Androgen deprivation is known to induce insulin resistance, which appears to be a direct consequence of hypogonadism and independent of body mass index changes during ADT [52]. Using Medicare data, investigators documented an increased risk of developing outright diabetes after orchiectomy or LHRH analogue use, with hazard ratios of 1.34 and 1.44, respectively [53]. In addition, abdominal obesity and the metabolic syndrome are more prevalent in men on long-term ADT than in matched prostate cancer and normal controls (55 % versus 22 % and 20 %, respectively) [54]. Clearly this is a serious problem which warrants attention. Lifestyle counseling should be part of the treatment plan when androgen deprivation is employed, though specific interventions have not yet been prospectively evaluated.

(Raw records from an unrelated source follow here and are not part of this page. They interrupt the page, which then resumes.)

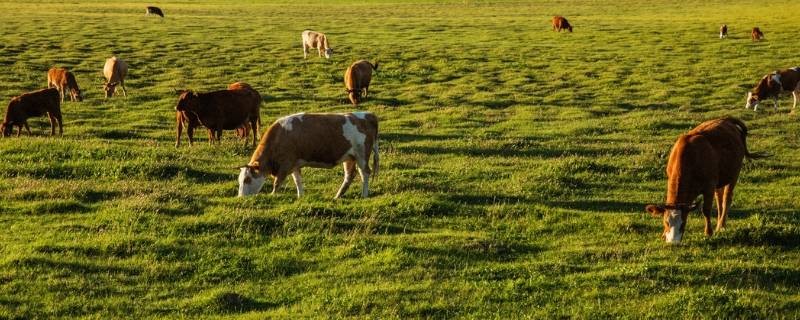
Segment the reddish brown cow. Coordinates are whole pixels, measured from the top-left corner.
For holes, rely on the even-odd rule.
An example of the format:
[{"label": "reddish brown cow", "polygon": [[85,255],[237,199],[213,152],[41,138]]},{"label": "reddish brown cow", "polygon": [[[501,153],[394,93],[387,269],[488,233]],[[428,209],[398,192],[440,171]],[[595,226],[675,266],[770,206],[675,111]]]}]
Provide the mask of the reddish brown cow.
[{"label": "reddish brown cow", "polygon": [[[195,93],[181,90],[178,105],[175,107],[177,141],[180,146],[181,127],[187,126],[189,144],[192,144],[191,132],[198,124],[209,130],[209,142],[219,141],[222,130],[252,130],[253,145],[258,136],[260,121],[261,95],[246,83],[234,83],[226,90],[207,93]],[[194,121],[196,120],[196,122]],[[246,133],[245,133],[246,135]]]},{"label": "reddish brown cow", "polygon": [[723,24],[721,27],[719,27],[719,38],[725,39],[727,37],[728,37],[728,25]]},{"label": "reddish brown cow", "polygon": [[764,33],[761,32],[761,29],[758,27],[753,27],[753,31],[750,32],[750,38],[753,39],[753,41],[764,39]]},{"label": "reddish brown cow", "polygon": [[553,16],[553,19],[551,19],[550,22],[553,24],[553,31],[561,32],[561,30],[569,30],[569,32],[572,32],[572,25],[569,24],[567,18],[562,16]]},{"label": "reddish brown cow", "polygon": [[753,107],[753,111],[756,111],[759,102],[772,98],[775,111],[778,111],[778,97],[781,94],[788,95],[790,93],[794,98],[792,105],[792,113],[794,113],[794,108],[797,107],[797,96],[800,95],[800,67],[774,71],[762,77],[753,90],[747,93],[744,107],[747,109]]},{"label": "reddish brown cow", "polygon": [[122,87],[122,95],[128,96],[125,90],[125,77],[128,76],[128,64],[122,59],[111,57],[106,59],[106,64],[103,66],[103,76],[106,77],[106,84],[103,85],[103,90],[106,92],[106,98],[111,98],[117,92],[117,85]]},{"label": "reddish brown cow", "polygon": [[717,202],[717,231],[725,228],[733,188],[739,178],[744,157],[763,155],[747,151],[747,127],[739,119],[723,118],[701,123],[681,135],[667,162],[667,201],[648,205],[647,211],[664,223],[662,238],[679,243],[689,212],[699,206],[702,195],[705,233],[711,236],[711,198]]},{"label": "reddish brown cow", "polygon": [[[373,154],[372,170],[369,157]],[[274,177],[272,194],[291,174],[297,196],[303,195],[300,168],[333,168],[344,163],[344,182],[335,198],[341,197],[361,174],[361,196],[367,197],[370,174],[378,174],[378,118],[369,112],[345,114],[299,113],[278,119],[239,173],[239,196],[257,194],[267,176]]]},{"label": "reddish brown cow", "polygon": [[358,106],[362,101],[361,94],[364,94],[364,98],[369,94],[372,70],[378,71],[377,62],[373,65],[367,60],[358,60],[345,71],[344,85],[347,87],[347,97],[350,98],[353,106]]},{"label": "reddish brown cow", "polygon": [[28,118],[41,117],[45,114],[50,118],[50,135],[56,134],[56,125],[58,125],[58,134],[63,135],[61,102],[58,90],[55,88],[29,92],[12,98],[8,103],[6,117],[3,124],[0,125],[0,131],[3,132],[4,137],[8,137],[11,135],[13,127],[17,126],[17,136],[19,136],[24,126],[30,135],[31,128],[28,126]]},{"label": "reddish brown cow", "polygon": [[64,93],[69,91],[71,101],[83,101],[81,96],[81,88],[78,87],[78,81],[72,72],[64,68],[50,68],[47,71],[47,87],[58,89],[61,95],[61,102],[64,102]]}]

Alarm was raised when Medicare database analysis and review of radiation oncology clinical trial data suggested a significant increase in cardiovascular morbidity, namely myocardial infarction and sudden cardiac death, when men received androgen deprivation adjunctive to radiation [53, 55]. This is physiologically plausible, given the known propensity for androgen deprivation to cause weight gain, worsening lipids, and insulin resistance. However, other analyses have failed to find an association between ADT and cardiac mortality, or have found it limited to certain risk groups, such as those over 65 or with serious comorbidities [38]. As such there is no recommendation for routine involvement of cardiology in men undergoing ADT, but rather standard measures to control contributing risk factors such as lipids and blood pressure should apply. Undoubtedly this will continue to be an area of active research moving forward.